Матросы ходят по сцене пошатываясь, словно корабль страшно качает. Буфетчик
(почтенный Дж. Рингвуд), едва держась на ногах, приносит шесть тазиков.
Быстро подставляет один тазик лорду Сквимсу. Леди Сквимс дает пинка собаке,
та поднимает жалобный вой, дама прикладывает к лицу носовой платок и
стремительно убегает как бы в каюту. Музыка изображает высшую степень
бурного волнения, и третий слог заканчивается.
В то время был в моде небольшой балет "Le Rossignol" {"Соловей"
(франц.).} (в котором отличились Монтесю и Нобле). Мистер Уэг переделал его
в оперу для английской сцены, сочинив к прелестным мелодиям балета свои
стихи, на что он был великий мастер. Опера шла в старинных французских
костюмах, и на этот раз изящный лорд Саутдаун появился преображенный в
старуху, ковылявшую по сцене с клюкой в руке.
Из маленькой картонной хижины, увитой розами и плющом, доносятся рулады
и трели. "Филомела, Филомела!" - кричит старуха.

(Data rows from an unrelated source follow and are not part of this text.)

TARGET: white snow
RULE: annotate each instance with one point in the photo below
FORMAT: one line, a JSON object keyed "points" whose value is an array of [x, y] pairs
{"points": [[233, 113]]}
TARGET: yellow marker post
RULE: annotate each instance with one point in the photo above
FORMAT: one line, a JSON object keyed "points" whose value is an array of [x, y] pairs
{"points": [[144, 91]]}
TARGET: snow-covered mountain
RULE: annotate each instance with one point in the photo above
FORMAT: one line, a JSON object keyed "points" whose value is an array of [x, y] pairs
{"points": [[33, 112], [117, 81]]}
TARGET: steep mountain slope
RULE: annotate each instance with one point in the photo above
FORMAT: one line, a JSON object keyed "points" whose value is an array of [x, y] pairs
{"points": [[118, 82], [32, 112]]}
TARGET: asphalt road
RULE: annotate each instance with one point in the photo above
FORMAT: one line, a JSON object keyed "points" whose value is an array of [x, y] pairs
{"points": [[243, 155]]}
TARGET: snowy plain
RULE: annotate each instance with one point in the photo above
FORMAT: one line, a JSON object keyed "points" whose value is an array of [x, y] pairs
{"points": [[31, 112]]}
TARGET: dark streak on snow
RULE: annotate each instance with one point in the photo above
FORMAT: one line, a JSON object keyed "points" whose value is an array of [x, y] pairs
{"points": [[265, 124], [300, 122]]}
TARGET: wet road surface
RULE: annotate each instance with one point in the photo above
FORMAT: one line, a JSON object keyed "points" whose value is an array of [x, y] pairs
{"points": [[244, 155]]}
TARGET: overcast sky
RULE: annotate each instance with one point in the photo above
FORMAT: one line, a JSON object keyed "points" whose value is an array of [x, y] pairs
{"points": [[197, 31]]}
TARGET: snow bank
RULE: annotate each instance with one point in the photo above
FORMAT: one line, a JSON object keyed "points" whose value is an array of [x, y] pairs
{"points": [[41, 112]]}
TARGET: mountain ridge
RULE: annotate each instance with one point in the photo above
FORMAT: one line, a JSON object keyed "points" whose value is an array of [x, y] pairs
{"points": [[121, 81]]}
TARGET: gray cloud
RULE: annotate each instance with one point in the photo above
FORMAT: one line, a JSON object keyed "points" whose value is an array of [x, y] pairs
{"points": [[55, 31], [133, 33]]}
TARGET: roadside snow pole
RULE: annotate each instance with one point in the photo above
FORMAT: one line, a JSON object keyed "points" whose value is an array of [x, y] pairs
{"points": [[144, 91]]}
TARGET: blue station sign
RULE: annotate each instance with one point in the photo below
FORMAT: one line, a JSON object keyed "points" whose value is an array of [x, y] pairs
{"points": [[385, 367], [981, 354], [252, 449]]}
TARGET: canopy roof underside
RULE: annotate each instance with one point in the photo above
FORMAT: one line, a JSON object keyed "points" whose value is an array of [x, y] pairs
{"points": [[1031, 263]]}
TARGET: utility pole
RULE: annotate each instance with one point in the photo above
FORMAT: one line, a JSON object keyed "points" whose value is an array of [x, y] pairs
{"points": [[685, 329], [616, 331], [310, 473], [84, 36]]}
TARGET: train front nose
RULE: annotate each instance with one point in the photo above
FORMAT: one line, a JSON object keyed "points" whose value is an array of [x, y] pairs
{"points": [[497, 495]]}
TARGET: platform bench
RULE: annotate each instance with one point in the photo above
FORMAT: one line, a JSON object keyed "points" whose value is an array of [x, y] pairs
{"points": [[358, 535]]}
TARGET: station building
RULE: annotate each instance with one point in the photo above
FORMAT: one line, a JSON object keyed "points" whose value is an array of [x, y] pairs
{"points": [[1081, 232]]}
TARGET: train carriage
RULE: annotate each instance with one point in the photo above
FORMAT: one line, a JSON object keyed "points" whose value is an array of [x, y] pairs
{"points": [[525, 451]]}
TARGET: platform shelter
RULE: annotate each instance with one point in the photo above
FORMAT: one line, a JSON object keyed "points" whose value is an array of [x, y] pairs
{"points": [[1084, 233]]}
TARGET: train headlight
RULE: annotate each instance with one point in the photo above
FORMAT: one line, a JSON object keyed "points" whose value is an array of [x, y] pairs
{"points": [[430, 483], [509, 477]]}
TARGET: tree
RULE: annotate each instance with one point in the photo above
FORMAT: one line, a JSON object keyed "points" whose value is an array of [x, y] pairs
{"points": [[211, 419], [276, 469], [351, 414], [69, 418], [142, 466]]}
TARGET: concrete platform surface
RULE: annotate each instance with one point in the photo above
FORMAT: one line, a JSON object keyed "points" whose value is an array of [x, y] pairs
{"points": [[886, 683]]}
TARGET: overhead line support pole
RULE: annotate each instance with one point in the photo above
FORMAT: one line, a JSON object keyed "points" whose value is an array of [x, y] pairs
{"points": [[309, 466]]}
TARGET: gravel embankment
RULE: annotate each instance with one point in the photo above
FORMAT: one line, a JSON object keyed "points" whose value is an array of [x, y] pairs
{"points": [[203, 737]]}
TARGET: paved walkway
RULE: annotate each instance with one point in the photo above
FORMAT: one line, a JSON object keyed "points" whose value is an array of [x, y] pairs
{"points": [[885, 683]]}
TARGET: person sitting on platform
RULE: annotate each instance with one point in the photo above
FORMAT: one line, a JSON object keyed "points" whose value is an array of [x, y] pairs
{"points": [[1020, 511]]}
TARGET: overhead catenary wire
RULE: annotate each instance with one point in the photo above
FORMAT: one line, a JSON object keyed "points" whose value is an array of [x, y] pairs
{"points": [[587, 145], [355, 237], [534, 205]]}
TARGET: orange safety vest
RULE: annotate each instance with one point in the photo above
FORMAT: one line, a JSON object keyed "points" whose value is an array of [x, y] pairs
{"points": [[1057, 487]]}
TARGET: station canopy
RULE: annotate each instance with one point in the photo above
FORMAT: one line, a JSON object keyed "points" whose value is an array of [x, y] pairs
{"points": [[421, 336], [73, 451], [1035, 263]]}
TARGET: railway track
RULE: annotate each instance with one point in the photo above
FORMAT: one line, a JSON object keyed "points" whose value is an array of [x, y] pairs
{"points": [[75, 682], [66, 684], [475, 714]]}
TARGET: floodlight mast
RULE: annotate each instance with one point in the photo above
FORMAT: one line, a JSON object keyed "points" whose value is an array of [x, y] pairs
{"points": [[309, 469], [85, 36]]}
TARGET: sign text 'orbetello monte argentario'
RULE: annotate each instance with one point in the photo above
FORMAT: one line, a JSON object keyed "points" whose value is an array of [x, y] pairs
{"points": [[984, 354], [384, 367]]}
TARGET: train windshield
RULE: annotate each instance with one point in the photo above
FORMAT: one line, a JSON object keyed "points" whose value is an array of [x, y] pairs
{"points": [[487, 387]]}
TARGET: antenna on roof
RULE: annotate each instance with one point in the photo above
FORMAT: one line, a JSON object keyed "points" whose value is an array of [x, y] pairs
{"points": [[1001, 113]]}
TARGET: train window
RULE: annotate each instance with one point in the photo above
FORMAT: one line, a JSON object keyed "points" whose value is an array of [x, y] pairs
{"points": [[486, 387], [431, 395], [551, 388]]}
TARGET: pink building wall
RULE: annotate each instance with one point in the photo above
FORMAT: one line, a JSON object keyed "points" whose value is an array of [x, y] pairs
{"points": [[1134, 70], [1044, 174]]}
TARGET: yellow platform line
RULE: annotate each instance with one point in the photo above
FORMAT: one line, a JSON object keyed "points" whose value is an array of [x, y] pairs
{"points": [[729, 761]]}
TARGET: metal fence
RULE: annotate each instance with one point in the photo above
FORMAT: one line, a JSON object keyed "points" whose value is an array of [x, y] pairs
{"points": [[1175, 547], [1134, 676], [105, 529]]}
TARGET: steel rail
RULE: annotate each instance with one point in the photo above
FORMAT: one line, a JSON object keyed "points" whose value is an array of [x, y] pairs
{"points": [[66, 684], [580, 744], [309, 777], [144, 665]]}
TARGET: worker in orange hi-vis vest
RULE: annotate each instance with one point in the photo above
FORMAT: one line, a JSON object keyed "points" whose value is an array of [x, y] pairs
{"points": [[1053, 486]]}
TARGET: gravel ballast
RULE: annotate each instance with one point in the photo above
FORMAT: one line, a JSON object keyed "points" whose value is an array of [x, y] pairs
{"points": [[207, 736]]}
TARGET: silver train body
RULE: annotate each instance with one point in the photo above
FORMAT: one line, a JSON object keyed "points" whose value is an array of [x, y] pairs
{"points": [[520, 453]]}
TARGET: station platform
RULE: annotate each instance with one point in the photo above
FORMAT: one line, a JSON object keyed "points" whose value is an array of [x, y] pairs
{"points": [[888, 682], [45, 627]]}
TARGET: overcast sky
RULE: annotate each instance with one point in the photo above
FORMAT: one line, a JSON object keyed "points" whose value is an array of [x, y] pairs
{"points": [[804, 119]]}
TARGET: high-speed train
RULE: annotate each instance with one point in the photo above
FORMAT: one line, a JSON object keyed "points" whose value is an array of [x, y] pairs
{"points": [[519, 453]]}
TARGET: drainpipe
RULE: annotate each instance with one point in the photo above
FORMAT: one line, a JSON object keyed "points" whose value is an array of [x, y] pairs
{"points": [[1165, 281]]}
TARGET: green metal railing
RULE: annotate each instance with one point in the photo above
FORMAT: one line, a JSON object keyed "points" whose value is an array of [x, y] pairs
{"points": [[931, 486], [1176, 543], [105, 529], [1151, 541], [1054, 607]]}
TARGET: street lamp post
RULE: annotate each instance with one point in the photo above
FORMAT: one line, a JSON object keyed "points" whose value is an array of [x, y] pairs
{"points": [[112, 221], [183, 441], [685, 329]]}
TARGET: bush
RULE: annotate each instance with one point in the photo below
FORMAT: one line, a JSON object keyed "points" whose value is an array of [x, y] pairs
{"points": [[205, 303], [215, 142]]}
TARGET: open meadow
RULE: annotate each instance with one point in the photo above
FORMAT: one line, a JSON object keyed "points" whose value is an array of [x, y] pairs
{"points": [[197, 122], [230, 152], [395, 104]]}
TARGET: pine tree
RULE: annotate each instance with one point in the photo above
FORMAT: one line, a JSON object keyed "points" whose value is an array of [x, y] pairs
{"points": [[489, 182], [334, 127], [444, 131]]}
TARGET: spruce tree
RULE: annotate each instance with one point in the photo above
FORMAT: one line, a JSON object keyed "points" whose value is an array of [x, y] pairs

И появляется Филомела.
Взрыв аплодисментов: это миссис Родон Кроули - восхитительная маркиза в
пудреном парике и с мушками.
Смеясь и напевая, входит она, порхает по сцене со всей грацией
театральной юности, делает реверанс. "Мама" ей говорит: "Дитя мое, ты, как
всегда, смеешься и распеваешь?" И она поет "Розу у балкона":

Пунцовых роз душистый куст у моего балкона
Безлиствен был все дни зимы и ждал: когда весна?
Ты спросишь: что ж он рдеет так и дышит так влюбленно?
То солнце на небо взошло, и песня птиц слышна.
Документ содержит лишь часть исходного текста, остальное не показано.